Annie Adams
2023-09-09
I previously emphasized that observational studies cannot be used to draw causal conclusions, even if they reveal associations.
I mentioned this is because of the potential presence of so-called confounding variables.
Let’s think through a concrete example together.
Setup
A researcher would like to determine whether or not there is an association between smoking and increased rates of lung cancer. To that end, they perform an observational study in which 50 people who regularly smoke were observed along with 50 people who do not smoke. Lung cancer rates within each group were recorded at the end of the study, and the data clearly (and statistically) displays that the average lung cancer rates among smokers is higher than that among non-smokers.
Again, we cannot then simply conclude that smoking causes lung cancer.
All we can conclude is precisely what was stated above: there is statistical evidence to suggest that smoking is associated with higher lung cancer rates.
Why? It really boils down to asking: was the control (i.e. non-smoking) group truly similar to the treatment (i.e. smoking) group?
For example, what if it turns out that the group of smokers that were selected were also heavy drinkers? In that case, whether or not someone regularly drinks could be a confounding variable as it is one the researcher did not explicitly control for, but that could potentially skew results.
Additionally, some studies have shown that smokers tend to be predominantly male. As such, gender could also be a confounding variable.

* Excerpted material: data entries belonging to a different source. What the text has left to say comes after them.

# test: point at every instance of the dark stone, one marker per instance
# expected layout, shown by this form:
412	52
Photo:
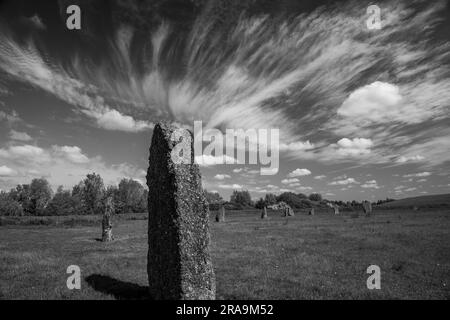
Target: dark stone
106	221
264	213
367	207
220	216
179	263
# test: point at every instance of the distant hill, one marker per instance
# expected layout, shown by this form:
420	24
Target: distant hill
431	201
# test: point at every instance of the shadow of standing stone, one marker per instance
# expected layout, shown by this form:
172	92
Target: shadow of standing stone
106	221
220	216
179	263
264	213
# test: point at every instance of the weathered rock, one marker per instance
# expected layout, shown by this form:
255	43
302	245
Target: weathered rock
179	262
106	221
367	207
264	213
336	209
220	215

The main point is: there are lots of variables that were not controlled for in this study, but that could be also contributing to the increased rates of lung cancer that was observed.
Hence, the study (as it was conducted above) cannot be used to say that smoking definitively causes lung cancer.
Now, I’d also like to stress- even if the researcher were to re-do the study as an experiment, we still wouldn’t be able to simply declare that smoking causes lung cancer.
To truly establish causal relationships, one must use results from causal inference (which is outside the scope of this course).
In the 1970’s, UC Berkeley conducted an observational study to determine whether or not there was gender bias in the graduate student admittance practices at the university.
male
and female
.Overall, the survey included 8,422 men and 4,321 women.
Of the men 44% were admitted; of the women only 35% were admitted.
So, on the surface, it does appear as though women are being disproportionately denied entry.
Men | Women | |||
Major | Num. Applicants | % Admitted | Num. Applicants | % Admitted |
A | 825 | 62 | 108 | 82 |
B | 560 | 63 | 25 | 68 |
C | 325 | 37 | 593 | 34 |
D | 417 | 33 | 375 | 35 |
E | 191 | 28 | 393 | 24 |
F | 373 | 6 | 341 | 7 |
Nearly none of the majors on their own display this bias against women.
So, what’s going on? How can it be that none of the majors individually display a discrimination against women, but overall they display discrimination against women?
The answer actually lies in how difficult each major was to get into.
For instance, Major A appears to have an overall 64% acceptance rate, whereas Major E appears to have an overall 53.62% acceptance rate.
Major A seems to be harder to get into than, say, Major E.
Indeed, Majors A and B are easier to get into than majors C through F.
Indeed, if we look at the Num. Applicants
column within each gender, we see that, on the aggregate, men were applying to easier majors!
In other words, difficulty of major
was a confounding variable that influenced the acceptance rates.
Alright, so that was the last bit of new material I wanted to cover in this class.
But…. why did we do all of this?
What was the point of this course?
But, more fundamentally, this course is designed to try and provide an introduction to Data Science.
If you’d like to learn some more programming (and get a recap of some probability), take PSTAT 10 (where you will learn a very popular programming language among statisticians, called R
).
PSTAT 120A provides a deeper look at Probability, and some more sophisticated probability tools.
PSTAT 120B and 120C provide a deeper look at inferential statistics, and how to answer much more interesting and complex problems than those we looked at in this course.
Interested in Experimental Design? PSTAT 122 is devoted entirely to that!
Want to learn more about regression (including logistic regression)? Take PSTAT 126 and 131!
Wherever there is data, there is the need for a data scientist.
Whenever there is uncertainty, there is the need for a statistician.
Statistics and Data Science have far reaching applications in so many fields!
There is a famous quote from an extremely influential statistician named John Tukey:
The best thing about being a statistician is that you get to play in everyone’s backyard.